I'm finally ready to show you how I made my first Apple Stack Cake. More Than Moonshine: Appalachian Recipes and Recollections by Sidney Saylor Farr is one of my favorite Appalachian Cookbooks. I used Ms. Farr's recipe for my Apple Stack Cake, actually according to the cookbook the recipe is her Mother's. Ms. Farr says you can use fresh apples to make the cake-but you get a much richer taste by using dried apples. (use dried apples if at all possible)
Apple Stack Cake
Part 1: the cake
- 1/2 cup shortening
- 1/2 cup sugar
- 1 egg beaten
- 1/3 cup sorghum syrup
- 1/2 cup buttermilk (I didn't have any buttermilk-so I used the handy substitution of putting 1/2 tablespoon of lemon juice into my 1/2 cup measuring cup and filling it the rest of the way with whole milk)
- 3 1/2 cup plain flour (all purpose)
- 1/2 teaspoon soda
- 1/2 teaspoon salt
- 1 teaspoon ginger
- 1 teaspoon vanilla
Cream together sugar and shortening.
Add egg, sorghum, and buttermilk-mix well.
Sift together flour, soda, salt, and ginger.
Ms. Farr says to make a hole in the center of the dry ingredients; add the creamed mixture; and stir until blended.
Since I was using my mixer-I added the dry ingredients to the creamed mixture a little at a time until the mixture was blended well. I added the vanilla and mixed again till the consistency was like a soft cookie dough.

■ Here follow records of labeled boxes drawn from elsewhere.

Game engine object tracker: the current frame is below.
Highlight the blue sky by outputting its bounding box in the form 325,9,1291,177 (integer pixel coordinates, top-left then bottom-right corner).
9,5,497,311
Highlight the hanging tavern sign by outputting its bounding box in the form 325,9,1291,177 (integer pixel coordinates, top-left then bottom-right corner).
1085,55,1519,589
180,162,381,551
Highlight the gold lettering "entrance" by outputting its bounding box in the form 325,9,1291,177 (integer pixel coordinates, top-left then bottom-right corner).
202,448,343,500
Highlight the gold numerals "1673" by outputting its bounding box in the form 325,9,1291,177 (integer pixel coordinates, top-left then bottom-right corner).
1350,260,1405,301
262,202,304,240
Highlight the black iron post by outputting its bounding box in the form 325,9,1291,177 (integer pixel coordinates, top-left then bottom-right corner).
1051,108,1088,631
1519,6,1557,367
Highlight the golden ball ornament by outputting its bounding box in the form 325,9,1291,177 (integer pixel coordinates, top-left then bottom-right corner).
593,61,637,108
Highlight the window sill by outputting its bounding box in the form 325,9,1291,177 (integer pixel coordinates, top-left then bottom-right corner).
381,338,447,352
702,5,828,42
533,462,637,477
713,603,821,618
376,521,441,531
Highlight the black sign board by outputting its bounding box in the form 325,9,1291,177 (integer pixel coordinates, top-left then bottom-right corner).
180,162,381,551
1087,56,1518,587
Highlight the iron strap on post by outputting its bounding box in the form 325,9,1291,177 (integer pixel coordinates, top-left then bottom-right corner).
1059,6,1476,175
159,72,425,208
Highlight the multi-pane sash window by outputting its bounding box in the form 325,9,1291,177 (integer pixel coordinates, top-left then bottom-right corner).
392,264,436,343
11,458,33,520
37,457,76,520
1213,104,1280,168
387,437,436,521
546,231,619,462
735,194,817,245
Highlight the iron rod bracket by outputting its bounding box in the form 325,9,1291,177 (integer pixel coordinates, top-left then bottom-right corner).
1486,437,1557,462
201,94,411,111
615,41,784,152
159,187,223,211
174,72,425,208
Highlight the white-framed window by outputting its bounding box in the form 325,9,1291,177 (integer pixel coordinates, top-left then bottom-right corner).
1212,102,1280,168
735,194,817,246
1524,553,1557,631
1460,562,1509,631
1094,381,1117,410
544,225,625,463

You'll need to add additional flour as you roll out the dough to make the layers. The layers need to be the size of a 9 inch pan. I'm sure you'll figure out your own way to do this step-but what I did was similar to what we did in the cooking class. First I shaped the dough into a loaf shape and divided it into equal portions. The recipe said it would make 7 layers, but I ended up with 8 layers and 2 cookies!
Using the bottom of my 9 inch cake pan for a template, I drew a circle on a piece of parchment paper. Using the circle as a guide: I rolled the dough out to slightly larger than the circle; laid the 9 inch cake pan on the dough and cut around the edges.
I baked the layers at 350 for 10 to 12 minutes until they were light brown. Baking the layers is the most time consuming part of making the cake. I lined my pans with parchment paper-that way I didn't have to worry about greasing the pans or washing between bakings-since I was able to use the same paper for all the layers.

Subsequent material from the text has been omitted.